Next week when the governor signs the special session edition of the state budget, expect an outbreak of fist bumps by lawmakers pleased they repaired a major gash without further grafting from the financial hide of higher education.
After a couple of years mending deficits with dollars from the bank accounts of colleges, Gov. Chris Gregoire and lawmakers covered Washington’s $500 million budget hole this year without digging into those accounts again.
It’ll be a moment the state’s corporate giants will celebrate, as their emissaries campaigned to save higher education from more pillaging. And it’ll be a moment the leaders of two- and four-year schools will celebrate too; for them the next best thing to getting dough in good times is not losing any in bad times.
But there are no free victories in politics.
The cost of this one may be the loss of a little independence.
Olympia’s elected class decided this year they wanted to have a bigger role in the day-to-day educating of college students and a stronger accounting of how taxpayer dimes and quarters are spent accomplishing it.
Under a new law, this July will see the elimination of the Higher Education Coordinating Board, which oversees financial aid programs and is a fount of studies, analyses and strategic plans lawmakers can use in setting statewide policy.

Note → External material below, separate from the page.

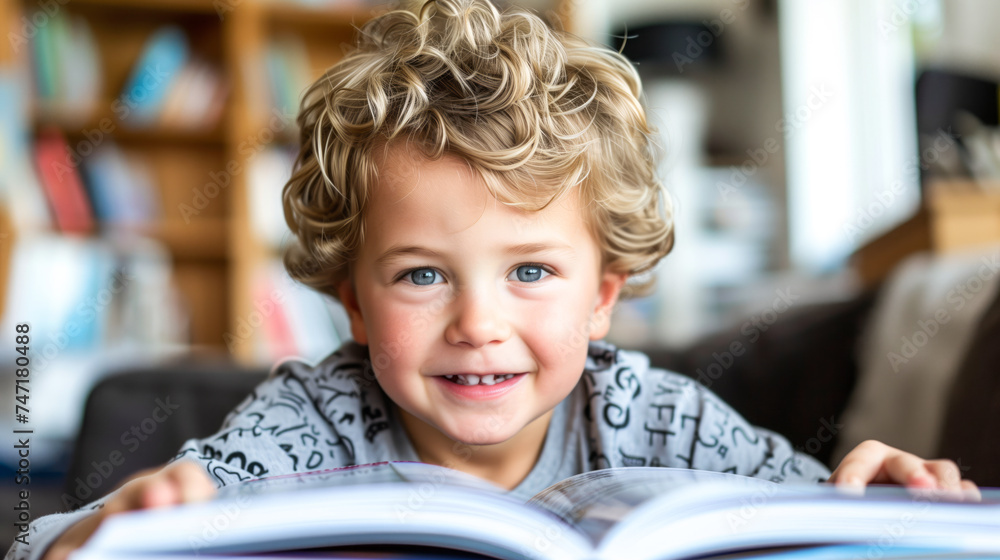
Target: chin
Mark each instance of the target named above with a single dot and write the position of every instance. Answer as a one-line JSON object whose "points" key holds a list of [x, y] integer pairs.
{"points": [[480, 433]]}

Two new entities will replace it: one office to focus on financial aid and a separate nine-member Student Achievement Council that will do nearly everything else the HEC board did and then some.
A couple of chores will disappear but for the most part this council, like the HEC board, will be figuring out what colleges now charge, teach and own, and what they need to charge, teach and build in the future to produce graduates for Boeing, Microsoft and the rest of the state’s industrial sector.
They also must diagram a path for the state to make sure those schools get it done.
There are differences spelled out in the law, which, when added up, may mean a subtraction of power for each institution of higher education.
For example, colleges and universities will have to prove to the council they’re doing what they say they’re doing or face consequences. Lawmakers want the council to tell them how and where money should be spent and expects to be told which colleges aren’t performing up to snuff.
Also, the law says if the two-year colleges have a gripe with the four-year universities, the council will arbitrate. The HEC board didn’t have such power.
Finally, with no vocal champion in Olympia, the HEC board often saw its work disrespected or ignored. The council shouldn’t suffer such a fate because its makeup is politically designed.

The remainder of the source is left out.